I have a time serie that represents the X and the Z coordinate in a virtual environment.
X = np.array(df["X"])
Z = np.array(df["Z"])
Both the X and the Z coordinates contain noise from a different source. To filter out the noise I'd like to use a Fourier Transform. After some research I used the code from https://medium.com/swlh/5-tips-for-working-with-time-series-in-python-d889109e676d to denoise my data.
def fft_denoiser(x, n_components, to_real=True):
n = len(x)
# compute the fft
fft = np.fft.fft(x, n)
# compute power spectrum density
# squared magnitud of each fft coefficient
PSD = fft * np.conj(fft) / n
# keep high frequencies
_mask = PSD > n_components
fft = _mask * fft
# inverse fourier transform
clean_data = np.fft.ifft(fft)
if to_real:
clean_data = clean_data.real
return clean_data
After setting the n_components I like to use the cleaned data. Which goes pretty well, as I plotted for the X-coordinate:
Only at the beginning and the end, the cleaned data suddenly move towards each others values... Can somebody help or expain to me what causes this, and how I can overcome this?

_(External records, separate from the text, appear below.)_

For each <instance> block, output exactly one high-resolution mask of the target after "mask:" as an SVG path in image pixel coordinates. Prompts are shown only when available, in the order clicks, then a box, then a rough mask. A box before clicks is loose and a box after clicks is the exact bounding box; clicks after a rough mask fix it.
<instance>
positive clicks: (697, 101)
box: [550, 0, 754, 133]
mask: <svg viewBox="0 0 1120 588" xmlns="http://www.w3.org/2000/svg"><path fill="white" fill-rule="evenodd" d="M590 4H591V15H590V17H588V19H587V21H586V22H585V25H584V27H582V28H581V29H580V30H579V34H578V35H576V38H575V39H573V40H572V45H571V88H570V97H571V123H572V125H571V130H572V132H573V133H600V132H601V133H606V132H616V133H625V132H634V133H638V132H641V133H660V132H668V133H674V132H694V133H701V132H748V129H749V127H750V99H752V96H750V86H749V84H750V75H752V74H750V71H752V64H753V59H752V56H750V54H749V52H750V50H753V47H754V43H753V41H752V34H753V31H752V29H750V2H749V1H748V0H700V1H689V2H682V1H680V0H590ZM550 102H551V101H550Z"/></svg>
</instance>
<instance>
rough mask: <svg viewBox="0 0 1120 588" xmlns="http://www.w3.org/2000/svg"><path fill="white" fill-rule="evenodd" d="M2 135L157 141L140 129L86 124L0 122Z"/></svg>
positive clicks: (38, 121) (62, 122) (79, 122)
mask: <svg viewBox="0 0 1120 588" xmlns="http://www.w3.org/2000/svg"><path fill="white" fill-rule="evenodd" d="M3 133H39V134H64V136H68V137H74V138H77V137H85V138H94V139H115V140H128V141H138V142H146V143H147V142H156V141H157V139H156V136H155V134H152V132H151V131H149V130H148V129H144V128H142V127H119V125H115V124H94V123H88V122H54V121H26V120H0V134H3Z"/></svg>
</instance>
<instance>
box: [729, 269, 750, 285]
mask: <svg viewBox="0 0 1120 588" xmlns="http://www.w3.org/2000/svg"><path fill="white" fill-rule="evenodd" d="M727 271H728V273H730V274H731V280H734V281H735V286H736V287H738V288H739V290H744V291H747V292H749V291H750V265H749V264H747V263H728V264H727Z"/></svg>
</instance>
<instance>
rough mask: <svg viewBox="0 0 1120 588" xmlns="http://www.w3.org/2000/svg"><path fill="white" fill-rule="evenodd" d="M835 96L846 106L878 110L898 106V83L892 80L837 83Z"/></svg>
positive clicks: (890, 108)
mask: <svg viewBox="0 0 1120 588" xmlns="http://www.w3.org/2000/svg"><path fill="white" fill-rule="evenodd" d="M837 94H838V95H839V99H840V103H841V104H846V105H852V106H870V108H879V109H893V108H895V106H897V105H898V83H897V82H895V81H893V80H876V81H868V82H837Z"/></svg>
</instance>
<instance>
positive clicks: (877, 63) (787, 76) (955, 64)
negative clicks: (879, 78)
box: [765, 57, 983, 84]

The reason you're having this issue is because the FFT implicitly assumes that the provided input signal is periodic. If you repeat your raw data, you see that at each period there is a large discontinuity (as the signal goes from ~20 back down to ~5). Once some higher frequency components are removed you see the slightly less sharp discontinuity at the edges (a few samples at the start and a few samples at the end).
To avoid this situation, you can do the filtering in the time-domain using a linear FIR filter, which can process the data sequence without the periodicity assumption.
For the purpose of this answer I constructed a synthetic test signal (which you can use to recreate the same conditions), but you can obviously use your own data instead:
# Generate synthetic signal for testing purposes
fs = 1 # Hz
f0 = 0.002/fs
f1 = 0.01/fs
dt = 1/fs
t = np.arange(200, 901)*dt
m = (25-5)/(t[-1]-t[0])
phi = 4.2
x = 5 + m*(t-t[0]) + 2*np.sin(2*np.pi*f0*t) + 1*np.sin(2*np.pi*f1*t+phi) + 0.2*np.random.randn(len(t))
Now to design the filter we can take the inverse transform of the _mask
(instead of applying the mask):
import numpy as np
# Design denoising filter
def freq_sampling_filter(x, threshold):
n = len(x)
# compute the fft
fft = np.fft.fft(x, n)
# compute power spectrum density
# squared magnitud of each fft coefficient
PSD = fft * np.conj(fft) / n
# keep frequencies with large contributions
_mask = PSD > threshold
_coff = np.fft.fftshift(np.real(np.fft.ifft(_mask)))
return _coff
coff = freq_sampling_filter(x, threshold)
The threshold
is a tunable parameter which would be chosen to keep enough of the frequency components you'd like to keep and get rid of the unwanted frequency components. That is of course highly subjective.
Then we can simply apply the filter with scipy.signal.filtfilt
:
from scipy.signal import filtfilt
# apply the denoising filter
cleaned = filtfilt(coff, 1, x, padlen=len(x)-1, padtype='constant')
For the purpose of illustration, using a threshold
of 10 with the above generated synthetic signal yields the following raw data (variable x
) and cleaned data (variable cleaned
):
The choice of padtype
to 'constant'
ensures that the filtered values start and end at the start and end values of the unfiltered data.
Alternative
As was posted in comments, filtfilt
may be expensive for longer data sets.
As an alternative, the filtering can be performed using FFT-based convolution by using scipy.fftconvolve
. Note that in this case, there is no equivalent of the padtype
argument of filtfilt
, so we need to manually pad the signal to avoid edge effects at the start and end.
n = len(x)
# Manually pad signal to avoid edge effects
x_padded = np.concatenate((x[0]*np.ones(n-1), x, x[-1]*np.ones((n-1)//2)))
# Filter using FFT-based convolution
cleaned = fftconvolve(x_padded, coff, mode='same')
# Extract result (remove data from padding)
cleaned = cleaned[2*(n-1)//2:-n//2+1]
For reference, here are some benchmark comparisons (timings in seconds, so smaller is better) for the above signal of length 700:
filtfilt : 0.3831593
fftconvolve : 0.00028040000000029153
Note that relative performance would vary, but FFT-based convolution is expected to perform comparatively better as the signal gets longer.